Public Github supporting the Undine tool from the Security132 group. Undine will be presented at Techcon 2019.
The two directories are selected property outputs from the Undine tool with some notes to contextualize.
Traces within the "outs" directory are output files from Undine runs used when counting numbers of properties to find the steady state sizes and also some reset related properties.
Traces within the "save" directory are output files along the templates used when searching for known properties. This specific set was used to take timing information. It includes some notes about how the traces were generated.
Let's look at an example property and explain what all the notation means.
G(("FFex_insn[11:8]==0000" & "FFex_insn[15:12]==0000") -> "TFeear==epcr")
We can understand properties to take the form of a linear temporal logic over propositional variables, where each propositional variable is verilog statement over register transfer level processor state prefixed by a tag for the Undine typing system.
Let's look at the example property with propositional variables denoted as "p".
G((p_0 & p_1) -> p_2)
We quickly see this is the linear temporal logic formula for "globally, if p_0 and p_1 are true, this implies that p_2 is true".
Now let's look at eac p_0 and p_2 (p_1 being so similar to p_0 it is uninteresting).
FFex_insn[11:8]==0000 TFeear==epcr
"FF" or "TF" is the two character prefix.
The first character gives the label. In the case of p_0, the label is "F" which is an internally label (for "field") in which some indexes over a register are compared to a static value that may be used to encode Undine's "slice-value", "register-value" and in some cases "bit-value" labels as the preprocessor allows propositional variables to be generated from different slice sizes of a given register which can include single bit or full register length. In the case of p_2, the label is "T" which is an internally label (for "test") in which two registers are compared to each other by some equality operator and can be used to encode Undine's "register-register" label.
The second character identifies whether the follow verilog expression is a security signal for the label given by the first character.
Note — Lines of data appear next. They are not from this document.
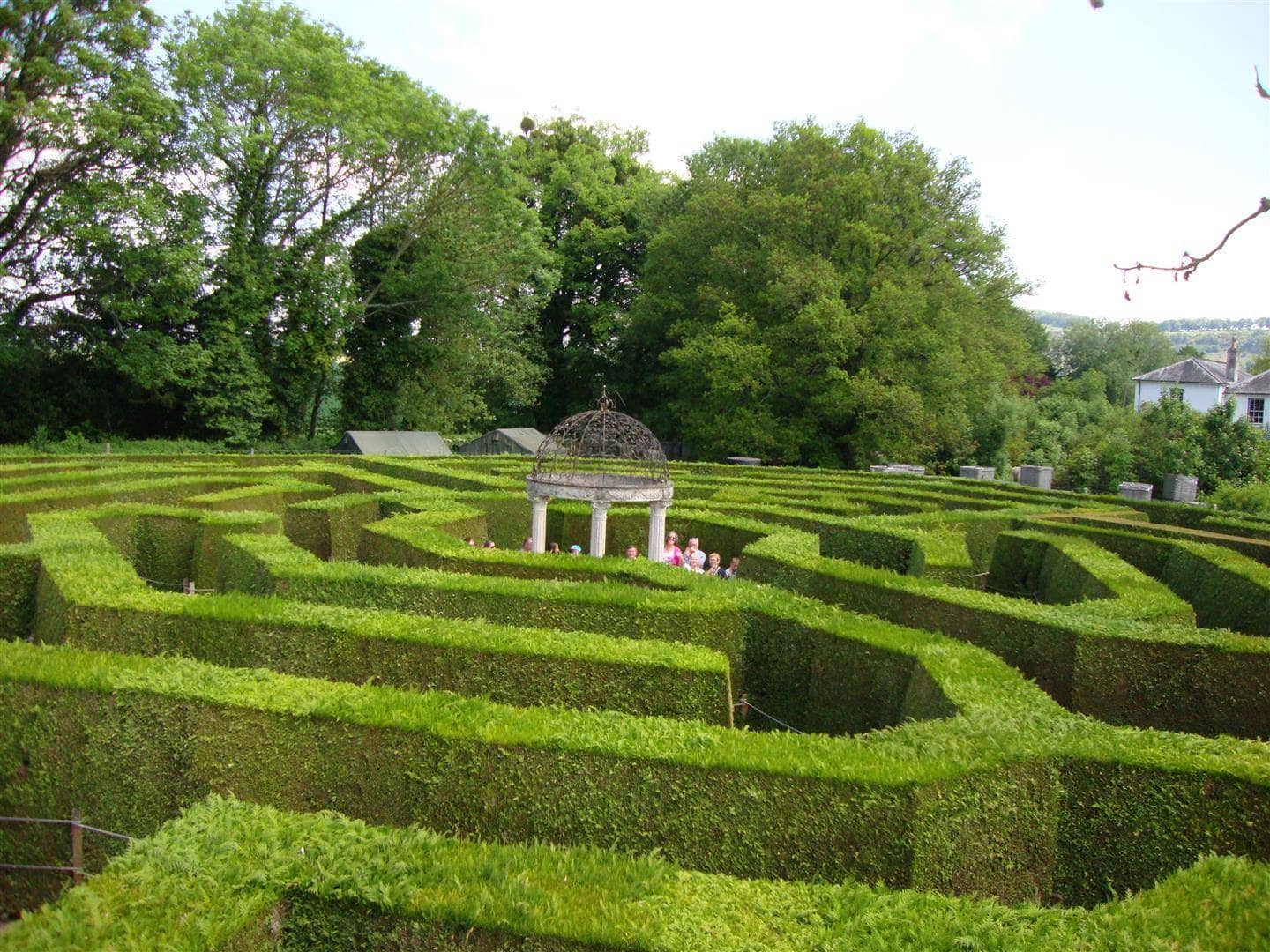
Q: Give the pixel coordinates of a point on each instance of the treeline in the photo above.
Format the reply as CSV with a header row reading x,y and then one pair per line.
x,y
240,227
1081,420
243,230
In this case, both p_0 and p_2 are associated with security criticality for the given label so both are denoted "F" (for "flagged"). During development this field was ultimately always set to "F" and security signal logic was incorporated into the preprocessor but the field was maintained for future research.
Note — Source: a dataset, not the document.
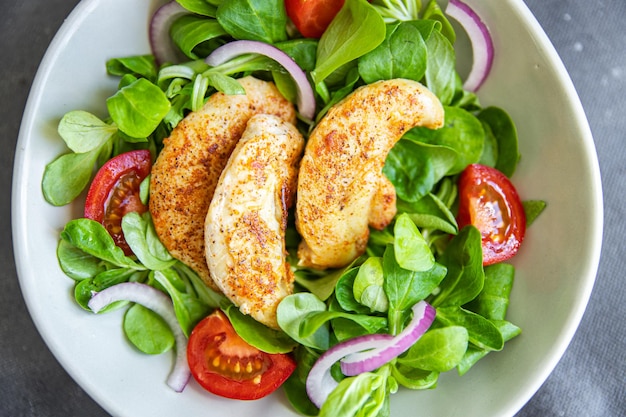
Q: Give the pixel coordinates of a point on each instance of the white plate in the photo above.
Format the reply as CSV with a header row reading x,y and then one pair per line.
x,y
556,266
"ex_insn[11:8]==0000" or "eear==epcr" is the verilog expression.
These correspond to the verilog statements that are treated as propositional variables within the context of the linear temporal logic formula. While there are some architecture specific implementation details here, such as in some cases module names being omitted from the statements, they are as imminently human readable as any other verilog statement.
Let's look back to the overall property once more:
G(("FFex_insn[11:8]==0000" & "FFex_insn[15:12]==0000") -> "TFeear==epcr")
In plain English, this means that globally, when the verilog expressions "ex_insn[11:8]==0000" and "ex_insn[15:12]==0000" are true, correspond to a slice-value Undine label, and are recognized as security signals as that label, this implies that the verilog expression "eear==epcr" is true, corresponds to a register-register Undine label, and is recognized as a security signal as that label.
This material is based upon work supported by the National Science Foundation under Grants No. CNS-1651276 and CNS-1816637, by the Semiconductor Research Corporation, Intel, and by a Google Faculty Research Award.